For that, they need to submit documents like latest salary slips (salaried), or profit & loss account statement (self-employed) etc. Banks will then verify these requests and implement the resolution plan within 90 days.

The restructured loan will continue to remain standard till the time the borrower conforms to the resolution plan.

Will your credit score be affected if you opt for restructuring?

Borrowers should know that the loans taken up for restructuring will be reflected in credit reports as ‘restructured’. This may have some an adverse impact on credit score and borrowers’ chances of availing another loan or credit card may reduce significantly in the future, at least till the time the current loans are repaid.

Other things to keep in mind if you opt for restructuring?

Restructuring may bring a great relief now, but any default in future could prove costly. If thereafter the borrower misses a single payment, the lending institution will follow up from the first month itself and recurrent non-payment will land the borrower in deeper debt trap and also severely impact the overall credit profile of the borrower.

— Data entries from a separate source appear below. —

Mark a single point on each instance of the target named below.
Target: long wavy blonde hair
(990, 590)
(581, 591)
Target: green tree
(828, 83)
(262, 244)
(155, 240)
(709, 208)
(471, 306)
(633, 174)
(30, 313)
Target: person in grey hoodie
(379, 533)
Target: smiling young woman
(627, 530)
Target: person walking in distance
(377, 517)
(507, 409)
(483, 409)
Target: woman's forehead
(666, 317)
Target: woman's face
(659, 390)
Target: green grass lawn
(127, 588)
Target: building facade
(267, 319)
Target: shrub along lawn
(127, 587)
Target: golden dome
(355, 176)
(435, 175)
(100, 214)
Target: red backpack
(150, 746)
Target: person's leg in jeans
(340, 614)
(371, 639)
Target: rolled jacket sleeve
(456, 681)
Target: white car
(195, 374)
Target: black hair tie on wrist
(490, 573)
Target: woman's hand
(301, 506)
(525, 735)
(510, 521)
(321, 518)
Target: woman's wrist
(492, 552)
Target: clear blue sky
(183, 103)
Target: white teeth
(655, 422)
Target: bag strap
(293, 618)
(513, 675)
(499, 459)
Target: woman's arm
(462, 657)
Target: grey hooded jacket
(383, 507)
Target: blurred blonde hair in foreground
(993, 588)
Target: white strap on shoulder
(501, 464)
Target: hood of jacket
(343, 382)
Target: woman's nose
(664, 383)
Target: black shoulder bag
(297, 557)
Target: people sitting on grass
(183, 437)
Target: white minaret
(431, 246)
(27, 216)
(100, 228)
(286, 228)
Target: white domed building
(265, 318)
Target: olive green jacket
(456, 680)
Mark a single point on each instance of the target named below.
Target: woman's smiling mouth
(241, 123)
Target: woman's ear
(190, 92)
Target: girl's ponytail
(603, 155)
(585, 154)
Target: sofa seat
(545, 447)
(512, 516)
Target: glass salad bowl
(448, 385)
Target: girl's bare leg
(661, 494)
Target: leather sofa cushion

Apart from that the borrower may even lose the collateral pledged in case of a secured loan. Co-applicants and guarantors’ credit profile can also be severely impacted at the same time.

So, should you opt for restructuring at all?

Restructuring of a loan is an extreme option. And only borrowers who are genuinely hit should consider this facility. Borrowers are advised to repay and regularise their loans if their financial status is stable or if they have any savings to tap. Otherwise, if the repayment is truly not possible, then the restructuring scheme can prove to be a saviour.